In: f = lambda x: np.sin(x) - np.cos(x)
df = lambda x: np.cos(x) + np.sin(x)
[R, E] = my_newton(f, df, 1, 1e-5)
Out: R = [1, 0.782041901539138, 0.7853981759997019]
E = [0.30116867893975674, 0.004746462127804163, 1.7822277875723103e-08]

1. Consider the problem of building a pipeline from an offshore oil platform, a distance $$H$$ miles from the shoreline, to an oil refinery station on land, a distance $$L$$ miles along the shore. The cost of building the pipe is $$C_{\text{ocean}/\text{mile}}$$ while the pipe is under the ocean and $$C_{\text{land}/\text{mile}}$$ while the pipe is on land. The pipe will be built in a straight line toward the shore where it will make contact at some point, $$x$$, between 0 and $$L$$. It will continue along the shore on land until it reaches the oil refinery. See the figure for clarification.

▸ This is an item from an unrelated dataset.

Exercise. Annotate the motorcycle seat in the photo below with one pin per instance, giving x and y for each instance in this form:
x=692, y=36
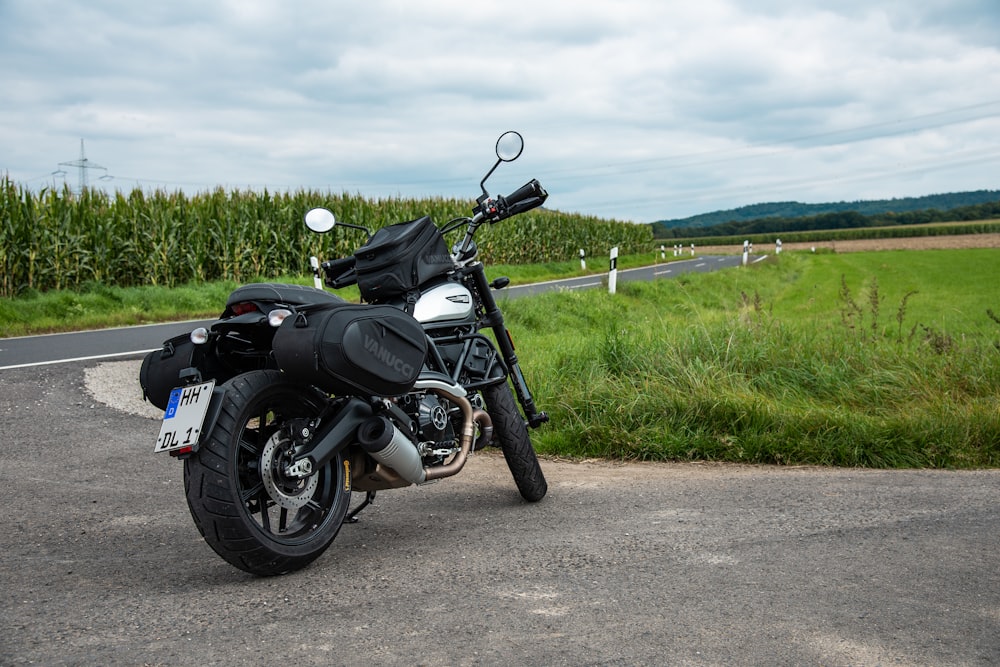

Write a function $$my\_pipe\_builder(C\_ocean, C\_land, L, H)$$, where the input arguments are as described earlier, and $$x$$ is the x-value that minimizes the total cost of the pipeline. You should use the bisection method to determine this value to within a tolerance of $$1\times10^{-6}$$ starting at an initial bound of $$a=0$$ and $$b=L$$.

Test Cases:

In: my_pipe_builder(20, 10, 100, 50)
Out: 28.867512941360474

In: my_pipe_builder(30, 10, 100, 50)
Out: 17.677670717239380

In: my_pipe_builder(30, 10, 100, 20)
Out: 7.071067392826080

1. Find a function $$f(x)$$ and guess for the root of $$f, x_0$$, such that the Newton-Raphson method would oscillate between $$x_0$$ and $$-x_0$$ indefinitely.